The attack by Yosef Lapid, chairman of Yad Vashem's advisory council, was prompted by Israeli television footage showing a Hebron settler woman hissing "whore" at a Palestinian neighbor and settler children lobbing rocks at Arab homes.
The spectacle stirred outrage in the Jewish state, where many view the settlers as opposing coexistence with a future Palestinian state in the West Bank and Gaza Strip.
Lapid, a Holocaust survivor who lost his father to the Nazi genocide, said in a weekly commentary on Israel Radio that the acts of some Hebron settlers reminded him of persecution endured by Jews in his native Yugoslavia on the eve of World War Two.
"It was not crematoria or pogroms that made our life in the diaspora bitter before they began to kill us, but persecution, harassment, stone-throwing, damage to livelihood, intimidation, spitting and scorn," Lapid said, reiterating remarks made earlier this week in Israel's Maariv newspaper .
"I was afraid to go to school, because of the little anti-Semites who used to lay in ambush on the way and beat us up. How is that different from a Palestinian child in Hebron?"
Estee Yaari, a spokeswoman for Yad Vashem, said the organization did not stand by the comments of Lapid, who spoke in his capacity as a radio commentator.
"Lapid was not speaking on behalf of Yad Vashem but as a private person," Yaari said.
Hebron has been a frequent flashpoint of more than six years of Israeli-Palestinian fighting. Some 400 settlers live there, under heavy Israeli military guard, among 150,000 Palestinians.
"The man is obviously a very, very sick person, to compare the Jews in Hebron to barbarians and compare us to the Nazis," David Wilder, a spokesman for the settlers in Hebron, said in response to Lapid.
Another community spokesman, Noam Arnon, said 37 Jews had been killed in the Hebron area in the past six years.
Israeli Prime Minister Ehud Olmert ordered a cabinet-level probe last week into Palestinian allegations that abuse by Hebron settlers is commonplace and routinely ignored by Israel.
Hebron Governor Afif Jabari said:" If they are serious about coexistence, the Israelis must take practical steps on the hundreds of daily violations against Palestinians in the old city."

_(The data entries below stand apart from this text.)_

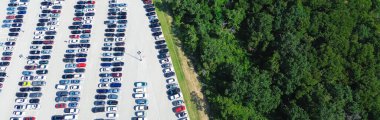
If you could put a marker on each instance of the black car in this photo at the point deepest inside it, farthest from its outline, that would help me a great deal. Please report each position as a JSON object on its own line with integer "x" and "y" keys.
{"x": 106, "y": 59}
{"x": 80, "y": 70}
{"x": 109, "y": 34}
{"x": 46, "y": 11}
{"x": 160, "y": 42}
{"x": 34, "y": 52}
{"x": 116, "y": 69}
{"x": 12, "y": 34}
{"x": 109, "y": 30}
{"x": 163, "y": 51}
{"x": 68, "y": 60}
{"x": 76, "y": 32}
{"x": 74, "y": 27}
{"x": 150, "y": 10}
{"x": 51, "y": 33}
{"x": 100, "y": 96}
{"x": 26, "y": 89}
{"x": 4, "y": 63}
{"x": 98, "y": 103}
{"x": 21, "y": 94}
{"x": 150, "y": 13}
{"x": 118, "y": 54}
{"x": 169, "y": 74}
{"x": 40, "y": 24}
{"x": 39, "y": 72}
{"x": 47, "y": 47}
{"x": 157, "y": 33}
{"x": 119, "y": 49}
{"x": 112, "y": 102}
{"x": 162, "y": 46}
{"x": 122, "y": 17}
{"x": 43, "y": 20}
{"x": 35, "y": 89}
{"x": 69, "y": 55}
{"x": 34, "y": 57}
{"x": 117, "y": 63}
{"x": 90, "y": 14}
{"x": 173, "y": 91}
{"x": 154, "y": 25}
{"x": 98, "y": 109}
{"x": 34, "y": 101}
{"x": 81, "y": 55}
{"x": 45, "y": 57}
{"x": 79, "y": 14}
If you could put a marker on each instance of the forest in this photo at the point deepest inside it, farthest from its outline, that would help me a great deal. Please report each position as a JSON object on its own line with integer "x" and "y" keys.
{"x": 283, "y": 59}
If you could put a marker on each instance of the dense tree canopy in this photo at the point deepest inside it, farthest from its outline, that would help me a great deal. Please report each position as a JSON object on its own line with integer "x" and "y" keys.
{"x": 284, "y": 59}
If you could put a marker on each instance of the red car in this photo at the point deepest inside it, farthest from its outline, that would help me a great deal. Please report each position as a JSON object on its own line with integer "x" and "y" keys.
{"x": 77, "y": 18}
{"x": 56, "y": 11}
{"x": 74, "y": 36}
{"x": 86, "y": 31}
{"x": 179, "y": 109}
{"x": 116, "y": 74}
{"x": 6, "y": 58}
{"x": 81, "y": 65}
{"x": 11, "y": 17}
{"x": 60, "y": 105}
{"x": 48, "y": 42}
{"x": 29, "y": 118}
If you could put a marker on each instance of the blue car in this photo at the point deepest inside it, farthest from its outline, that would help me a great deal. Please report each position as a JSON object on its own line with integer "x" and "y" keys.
{"x": 73, "y": 105}
{"x": 26, "y": 73}
{"x": 21, "y": 12}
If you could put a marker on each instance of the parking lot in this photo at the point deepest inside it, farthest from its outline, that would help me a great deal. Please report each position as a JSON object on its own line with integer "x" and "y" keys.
{"x": 121, "y": 69}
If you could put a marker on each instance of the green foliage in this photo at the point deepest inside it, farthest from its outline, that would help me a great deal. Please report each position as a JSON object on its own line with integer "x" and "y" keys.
{"x": 284, "y": 59}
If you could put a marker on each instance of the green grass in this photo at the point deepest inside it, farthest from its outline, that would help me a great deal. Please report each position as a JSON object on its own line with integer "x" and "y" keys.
{"x": 176, "y": 61}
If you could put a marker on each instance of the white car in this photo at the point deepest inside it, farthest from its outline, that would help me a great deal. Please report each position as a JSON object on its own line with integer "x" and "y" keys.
{"x": 139, "y": 95}
{"x": 139, "y": 90}
{"x": 32, "y": 106}
{"x": 74, "y": 87}
{"x": 170, "y": 80}
{"x": 176, "y": 96}
{"x": 18, "y": 113}
{"x": 20, "y": 100}
{"x": 112, "y": 115}
{"x": 111, "y": 108}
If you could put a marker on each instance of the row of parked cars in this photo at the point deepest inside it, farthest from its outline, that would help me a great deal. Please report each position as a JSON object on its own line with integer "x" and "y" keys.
{"x": 68, "y": 88}
{"x": 34, "y": 74}
{"x": 13, "y": 21}
{"x": 140, "y": 95}
{"x": 174, "y": 92}
{"x": 111, "y": 65}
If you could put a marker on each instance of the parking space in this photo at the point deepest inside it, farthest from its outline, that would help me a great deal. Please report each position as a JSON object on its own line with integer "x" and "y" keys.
{"x": 138, "y": 66}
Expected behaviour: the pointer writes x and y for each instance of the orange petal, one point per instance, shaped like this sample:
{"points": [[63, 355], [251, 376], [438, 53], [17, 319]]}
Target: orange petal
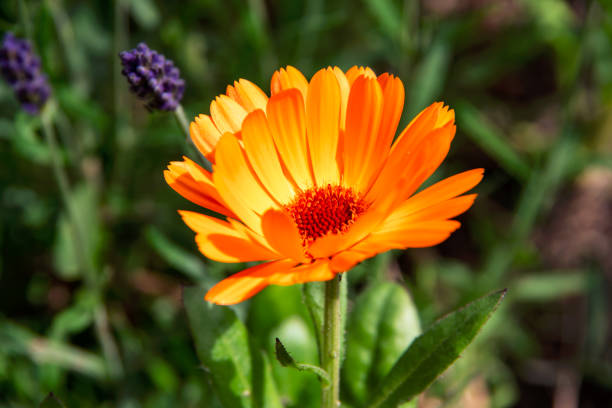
{"points": [[262, 155], [194, 183], [288, 78], [237, 185], [413, 235], [355, 72], [444, 210], [282, 234], [404, 157], [314, 272], [248, 95], [243, 285], [444, 190], [427, 158], [322, 121], [227, 114], [362, 123], [344, 92], [346, 260], [204, 135], [219, 241], [286, 119]]}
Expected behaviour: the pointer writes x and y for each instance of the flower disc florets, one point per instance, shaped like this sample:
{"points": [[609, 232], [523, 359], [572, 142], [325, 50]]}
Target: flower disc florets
{"points": [[21, 70], [153, 78], [322, 210]]}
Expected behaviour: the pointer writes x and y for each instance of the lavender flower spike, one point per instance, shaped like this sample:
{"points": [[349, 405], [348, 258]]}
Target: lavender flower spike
{"points": [[21, 69], [153, 78]]}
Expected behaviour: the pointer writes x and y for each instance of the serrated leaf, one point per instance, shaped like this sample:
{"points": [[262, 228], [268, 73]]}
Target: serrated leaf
{"points": [[434, 351], [239, 373], [285, 359], [382, 324], [296, 387], [51, 402]]}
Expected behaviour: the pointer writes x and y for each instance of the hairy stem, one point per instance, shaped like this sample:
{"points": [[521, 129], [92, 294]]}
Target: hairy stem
{"points": [[332, 343]]}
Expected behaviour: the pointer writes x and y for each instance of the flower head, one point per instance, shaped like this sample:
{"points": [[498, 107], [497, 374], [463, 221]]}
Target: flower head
{"points": [[153, 78], [20, 67], [311, 180]]}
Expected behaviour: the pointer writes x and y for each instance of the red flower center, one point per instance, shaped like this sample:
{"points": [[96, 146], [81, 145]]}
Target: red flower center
{"points": [[321, 210]]}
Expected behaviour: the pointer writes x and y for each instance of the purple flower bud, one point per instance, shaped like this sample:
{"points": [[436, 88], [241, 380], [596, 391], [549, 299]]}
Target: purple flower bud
{"points": [[21, 70], [153, 78]]}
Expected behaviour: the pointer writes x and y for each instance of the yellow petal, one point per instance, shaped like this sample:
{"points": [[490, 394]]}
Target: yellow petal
{"points": [[362, 123], [287, 122], [227, 114], [218, 240], [262, 155], [248, 95], [204, 135], [322, 121]]}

Lapid, a former Israeli justice minister, appeared to agree.
"We Jewish citizens of Israel wave a reprimanding finger at most. Worse still, I tolerated this silently as justice minister too," Lapid said.
The World Court has branded the settlements illegal but many Jews claim a biblical birthright to the West Bank, which Israel captured from Jordan in the 1967 Middle East war.
Lapid said while there was no comparing the Holocaust, in which 6 million Jews died, with Palestinian suffering from Israel's policies, this did not mean Israelis could not be culpable.
"It is inconceivable for the memory of Auschwitz to warrant ignoring the fact that there are Jews among us who behave today toward Palestinians just like German, Hungarian, Polish and other anti-Semites behaved toward Jews," he said.